Soaring bills, Russian gas, and the climate crisis – the energy strategy fails to address any of these issues
This proposal utterly fails on its own terms: It won’t cut emissions as fast as it could and certainly won’t help those facing terrifying rises to bills, argues Harry Cockburn
The government’s new energy security strategy is a complete shambles.
Faced with a triple-pronged crisis in the form of what to do about Russian gas, soaring energy bills and the climate crisis, the plans unveiled on Thursday will have a minimal impact on any of these major issues.
At the root of the problem is the government’s decision not to listen to experts in relevant fields. As a result, the government has categorically failed to take the simple, cost-effective course of action which could have addressed all three issues: to invest significantly in energy efficiency in order to help the UK stop squandering the energy we are already using.
Time and time again in recent weeks scientists have banged the same drum, repeating one great thumping message – insulation and heat pumps.
These considerations were scarcely mentioned in the strategy.
Instead, the very same week the UN has warned the world must embark upon a historic wind-down of all fossil fuel extraction projects within the next three years, the government has instead cleared a path to new fossil fuel projects potentially all the way to 2050 (new North Sea projects have an average lead time of 28 years).

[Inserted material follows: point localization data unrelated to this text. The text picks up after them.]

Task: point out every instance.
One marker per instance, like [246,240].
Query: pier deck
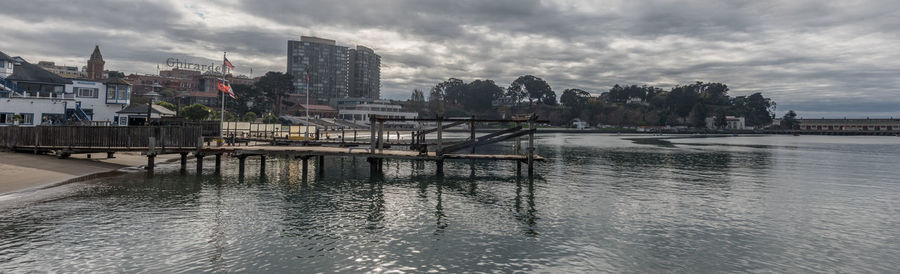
[153,141]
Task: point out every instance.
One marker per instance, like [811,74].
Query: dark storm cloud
[809,55]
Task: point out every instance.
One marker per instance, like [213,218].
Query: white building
[99,101]
[31,95]
[731,123]
[361,110]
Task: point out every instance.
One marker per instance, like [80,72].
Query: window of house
[111,92]
[86,92]
[27,118]
[123,93]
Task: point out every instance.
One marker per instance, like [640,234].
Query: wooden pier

The government has left the door open to more fracking, and the strategy also focuses on nuclear power – the most expensive form of power generation possible – which could add over £80 a year to household fuel bills, and take decades to build.
Pathetic levels of government support have been allocated to renewables, which have become key sources of UK power despite the UK government’s actions, and certainly not because of them.
As a result, the government’s energy strategy utterly fails on its own terms: It won’t cut emissions as fast as it could and certainly won’t help those facing terrifying rises to bills.
What’s more, at almost every stage, it locks-in further climate-altering greenhouse gas emissions. For example, instead of pursuing "green hydrogen" made using renewable energy, the strategy explicitly states it will also pursue "blue hydrogen" made using gas, and which scientists have repeatedly warned will mean longer dependency on gas.
As well as the outrage at the policies coming from environment and campaigning organisations such as Greenpeace, WWF and the Green Party, it is notable how angry scientists have been made by the announcements.
They have described the strategy as "defined by incoherence", said that it "takes the UK backwards", is just "half a strategy", and that they found it "inadequate", and "uninspiring".
Bridget Woodman, an energy policy expert at the University of Exeter, said: “Energy policy is commonly seen as having three goals – ensuring a secure supply, delivering affordable energy and reducing our emissions of carbon dioxide in the face of climate change. The energy strategy fails on all three counts.
“Exploiting new fossil fuel sources, whether in the North Sea or from fracking, is environmental madness if we want to meet our commitment to have net zero emissions by 2050."
“The cheapest way of delivering lower emissions, while also ensuring a reduction in bills and carbon emissions, is to invest in energy efficiency. The repeated failure to come up with meaningful measures to help people reduce their energy demand and their bills is a huge failure of public policy.”
Think tank E3G’s Ed Matthew summed up the strategy as "a national security threat and the person who will be happiest with it is Vladimir Putin".
It is hard to disagree with that analysis – in the short term at least.